Crítica do
Segundo Caderno de O Globo (16/12/2015)
Crítica/ “Ibsen
venusianas”
Nau de culturas borradas na geografia de um casal |
O texto de Weydson Leal pretende, a partir de
citações ao universo do norueguês Henrik Ibsen, encontrar convergências de
personagens, brasileira e cabo-verdiano, num espaço narrativo único. O casal vive
a intensidade da criação, com a atriz estimulando o pintor, até que o desequilíbrio
nas carreiras e as tensões da convivência, desencadeiam crise definitiva. Os
conflitos que provocam o desgaste são inspirados nas mulheres das peças de
Ibsen, deslocando os traços do feminino da dramaturgia do autor nórdico para a
discussão de relacionamento na temperatura de trópicos mais quentes. Completa-se
o percurso dessa nau atracada em vários portos, com o depoimento da atriz, que
se mistura o da personagem, reportando os seminários sobre o papel da mulher na
obra de Ibsen, que multiplicou pelos países de língua portuguesa. O que poderia
ser um caldeirão cultural, é pouco mais do que rescaldo de fontes desaquecidas de
geografias extremadas pelas diferenças e incompatíveis pela distribuição. O
pintor, filho de pescador, quando fala do mar africano, parece querer se
referir a costa da Noruega.
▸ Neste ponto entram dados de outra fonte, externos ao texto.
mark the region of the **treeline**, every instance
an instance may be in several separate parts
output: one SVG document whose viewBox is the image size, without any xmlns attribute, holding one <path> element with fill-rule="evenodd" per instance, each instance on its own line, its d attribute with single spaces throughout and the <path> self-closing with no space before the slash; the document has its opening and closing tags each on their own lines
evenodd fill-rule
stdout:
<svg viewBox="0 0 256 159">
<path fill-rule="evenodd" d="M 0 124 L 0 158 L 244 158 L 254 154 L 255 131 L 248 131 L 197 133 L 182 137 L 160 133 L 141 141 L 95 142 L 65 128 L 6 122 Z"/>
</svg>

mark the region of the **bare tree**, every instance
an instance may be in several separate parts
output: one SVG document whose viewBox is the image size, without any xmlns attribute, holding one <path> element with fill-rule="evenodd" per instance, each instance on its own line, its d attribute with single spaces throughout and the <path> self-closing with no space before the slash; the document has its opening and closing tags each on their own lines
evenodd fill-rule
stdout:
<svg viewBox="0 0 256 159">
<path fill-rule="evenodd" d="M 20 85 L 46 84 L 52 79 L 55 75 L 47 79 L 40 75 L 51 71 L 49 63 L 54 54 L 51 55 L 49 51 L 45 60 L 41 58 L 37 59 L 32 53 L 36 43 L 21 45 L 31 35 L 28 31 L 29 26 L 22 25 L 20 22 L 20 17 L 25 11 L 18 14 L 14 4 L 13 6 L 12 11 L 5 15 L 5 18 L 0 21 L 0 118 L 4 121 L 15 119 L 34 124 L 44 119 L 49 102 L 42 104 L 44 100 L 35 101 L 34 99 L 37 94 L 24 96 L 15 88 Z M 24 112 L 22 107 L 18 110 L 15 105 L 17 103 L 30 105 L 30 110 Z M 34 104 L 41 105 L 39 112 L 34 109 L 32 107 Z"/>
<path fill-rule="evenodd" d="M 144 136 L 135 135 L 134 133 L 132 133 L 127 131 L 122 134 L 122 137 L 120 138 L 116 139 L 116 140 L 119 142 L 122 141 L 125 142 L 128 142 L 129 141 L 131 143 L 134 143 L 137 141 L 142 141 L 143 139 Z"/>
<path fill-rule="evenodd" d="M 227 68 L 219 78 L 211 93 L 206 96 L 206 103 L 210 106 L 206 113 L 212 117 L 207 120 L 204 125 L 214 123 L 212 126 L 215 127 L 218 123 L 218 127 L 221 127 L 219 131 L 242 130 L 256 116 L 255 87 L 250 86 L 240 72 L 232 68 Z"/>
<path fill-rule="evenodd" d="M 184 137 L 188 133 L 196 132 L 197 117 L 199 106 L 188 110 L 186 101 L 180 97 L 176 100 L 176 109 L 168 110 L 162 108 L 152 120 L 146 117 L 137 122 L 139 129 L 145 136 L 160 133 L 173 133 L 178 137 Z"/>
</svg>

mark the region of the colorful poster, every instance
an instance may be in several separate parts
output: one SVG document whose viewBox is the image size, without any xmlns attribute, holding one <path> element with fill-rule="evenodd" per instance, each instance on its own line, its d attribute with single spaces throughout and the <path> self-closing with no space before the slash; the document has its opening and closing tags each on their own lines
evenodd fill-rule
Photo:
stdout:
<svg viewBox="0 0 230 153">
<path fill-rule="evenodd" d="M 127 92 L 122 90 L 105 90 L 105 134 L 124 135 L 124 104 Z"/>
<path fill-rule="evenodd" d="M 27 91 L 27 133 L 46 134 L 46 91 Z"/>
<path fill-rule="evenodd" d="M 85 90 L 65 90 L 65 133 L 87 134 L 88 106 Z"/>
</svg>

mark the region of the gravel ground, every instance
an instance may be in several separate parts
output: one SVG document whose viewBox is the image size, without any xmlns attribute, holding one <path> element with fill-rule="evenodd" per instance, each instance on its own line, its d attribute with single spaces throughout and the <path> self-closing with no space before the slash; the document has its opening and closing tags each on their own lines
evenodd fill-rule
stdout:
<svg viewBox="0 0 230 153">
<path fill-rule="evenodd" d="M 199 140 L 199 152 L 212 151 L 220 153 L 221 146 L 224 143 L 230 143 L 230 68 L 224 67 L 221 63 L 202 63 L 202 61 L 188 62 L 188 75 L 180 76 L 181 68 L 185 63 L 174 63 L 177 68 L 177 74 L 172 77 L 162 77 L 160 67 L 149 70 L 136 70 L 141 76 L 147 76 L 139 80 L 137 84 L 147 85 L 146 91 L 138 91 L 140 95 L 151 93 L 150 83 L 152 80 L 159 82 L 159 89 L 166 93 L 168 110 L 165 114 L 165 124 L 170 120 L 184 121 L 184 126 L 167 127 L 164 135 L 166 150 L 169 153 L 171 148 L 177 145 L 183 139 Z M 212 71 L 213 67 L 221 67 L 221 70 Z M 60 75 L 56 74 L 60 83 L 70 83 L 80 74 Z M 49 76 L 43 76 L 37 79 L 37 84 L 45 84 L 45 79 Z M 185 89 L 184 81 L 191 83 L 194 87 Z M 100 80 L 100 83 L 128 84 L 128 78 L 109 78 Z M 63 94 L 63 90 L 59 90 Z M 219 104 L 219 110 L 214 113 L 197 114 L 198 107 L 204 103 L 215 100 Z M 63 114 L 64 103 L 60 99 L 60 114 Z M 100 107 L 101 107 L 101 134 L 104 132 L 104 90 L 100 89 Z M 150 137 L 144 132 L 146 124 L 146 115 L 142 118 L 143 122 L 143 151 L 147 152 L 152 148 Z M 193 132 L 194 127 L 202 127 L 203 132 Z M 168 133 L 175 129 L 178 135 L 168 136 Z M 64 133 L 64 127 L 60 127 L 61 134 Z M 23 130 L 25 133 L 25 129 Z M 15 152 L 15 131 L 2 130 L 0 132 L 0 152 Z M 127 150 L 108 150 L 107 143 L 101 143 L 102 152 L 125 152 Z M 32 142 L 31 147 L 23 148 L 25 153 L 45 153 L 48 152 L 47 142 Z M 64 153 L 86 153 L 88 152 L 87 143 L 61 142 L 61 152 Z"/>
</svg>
Quando a atriz menciona a sua passagem pela África,
aprofunda disparidades. Moacyr Góes driblou, em parte, o descompasso das
referências para balizá-las no plano de ação física. A armação do camarote-atelier de um navio da cenografia de
Teca Fichinski, iluminada por Maneco Quinderé, apoia os movimentos e o embate
dos corpos que, em paralelo com a tinta que se espalha, confere tensão borrada,
ativando os diálogos um tanto literários. O diretor sustenta esse aspecto mais
físico, contando com a adesão dos
atores, que respondem melhor aos estímulos corporais do que à introspecção ibseana. Tânia Pires, que carrega a pluralidade
de tantas mulheres não consegue projetar a única delas que poderia dar-lhe
significação: a que toma a sua vida nas mãos. Vinícius Piedade demonstra ser
bem menos um ilhéu africano e se assemelhar bem mais a uma artista com arpão
verbal mirando as águas frias norte da Europa.